Non-medical treatment of CAS has included attempts at using angioplasty and coronary artery bypass grafting to try and prevent further episodes of spasm. The reports of cases treated with coronary artery bypass grafts (CABG) have given variable results.66 The success of this operation in the treatment of CAS is most likely dependent on the degree of atherosclerosis present and to what extent that disease is contributing to the spasm. If there is a focal site of spasm caused by atherosclerotic disease, then it could be effectively bypassed. However, if the spasm is multivessel and diffuse, CABG would be less efficacious. In order to address this problem, one approach considered was to perform a sympathectomy to prevent diffuse spasm. This seems to improve the outcome. Sympathectomy has recently been used in the treatment setting of acute CAS causing life-threatening complications.67
Primary percutaneous coronary intervention (PCI) has been presented as another possible treatment for refractory CAS.68 PCI may provide a rapid and effective treatment for focal spasm that presents as a life-threatening complication. Unfortunately, the long-term outcomes following PCI remain variable.69 Once again this most likely represents the wide spectrum of underlying pathology in CAS. Some cases demonstrate the diffuse spasm of multiple arteries, which are clearly not suitable for a targeted intervention such as PCI. Each case must be considered individually and the appropriate non-medical treatment applied depending on the nature of the spasm (diffuse or fixed), the possible underlying atherosclerotic disease, and the acuteness of the presentation. More research is required and a randomised controlled trial should be performed, investigating the possibility of PCI as a treatment for CAS. (Table 1)59,60,69-76
Major adverse cardiovascular events (including death and myocardial infarction) for CAS are difficult to quantify due to the lack of consensus in diagnostic criteria. Initial studies reported 3-year major adverse cardiovascular events rates between 5% and 37%. However, more recent studies have described rates of ≤1%. Of note, the period of highest major adverse cardiovascular event rates is within 3 months from onset of symptoms. This highlights the importance of early recognition and diagnosis, especially in patients presenting with acute coronary syndromes without culprit lesion, unexplained syncope, or aborted sudden cardiac death.7 The Japanese Coronary Spasm Association (JCSA) risk score can be utilised for risk assessment and prognostic stratification of CAS patients.77
CAS is caused by abnormal coronary artery VSM contraction and can manifest clinically as a wide spectrum of coronary syndromes, which can make diagnosis challenging. The prevalence of CAS is difficult to characterise due to variations within different populations. CAS is more prevalent in males, with most patients aged 40–70 years. The Japanese Coronary Spasm Association risk score can be utilised for risk assessment and prognostic stratification of CAS patients. CAS is suspected in the presence of severe chest pain at rest, with concurrent ECG changes showing transient ST-segment elevation. Chest pain remains the most common symptom of CAS, although silent attacks can occur, for example with syncope.

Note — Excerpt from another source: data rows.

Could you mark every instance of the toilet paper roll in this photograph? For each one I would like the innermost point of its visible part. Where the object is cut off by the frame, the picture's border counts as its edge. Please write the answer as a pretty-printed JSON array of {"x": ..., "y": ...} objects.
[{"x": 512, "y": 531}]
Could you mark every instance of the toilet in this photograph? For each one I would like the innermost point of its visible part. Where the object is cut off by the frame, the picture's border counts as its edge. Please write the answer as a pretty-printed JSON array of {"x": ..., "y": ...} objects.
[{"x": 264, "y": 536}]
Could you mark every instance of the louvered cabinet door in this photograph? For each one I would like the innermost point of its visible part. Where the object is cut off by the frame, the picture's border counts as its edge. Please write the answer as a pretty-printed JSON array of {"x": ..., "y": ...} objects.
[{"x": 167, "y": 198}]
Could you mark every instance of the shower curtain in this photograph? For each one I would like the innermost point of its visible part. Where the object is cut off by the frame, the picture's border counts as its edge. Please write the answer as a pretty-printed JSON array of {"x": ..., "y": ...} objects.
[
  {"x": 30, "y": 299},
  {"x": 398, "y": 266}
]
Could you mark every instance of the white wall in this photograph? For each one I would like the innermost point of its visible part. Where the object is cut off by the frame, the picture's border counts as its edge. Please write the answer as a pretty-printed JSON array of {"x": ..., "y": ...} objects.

The causes of CAS are multifactorial and remain poorly defined. The ANS and endothelial dysfunction are thought to play an integral role in the pathophysiology of CAS. Treatment of CAS includes sublingual or intravenous nitroglycerin in the acute phase. In addition, long-acting nitrates, CCBs, and nicorandil all have a role in the treatment of CAS. There is limited evidence of invasive therapy with PCI or CABG, which should be considered in refractory cases.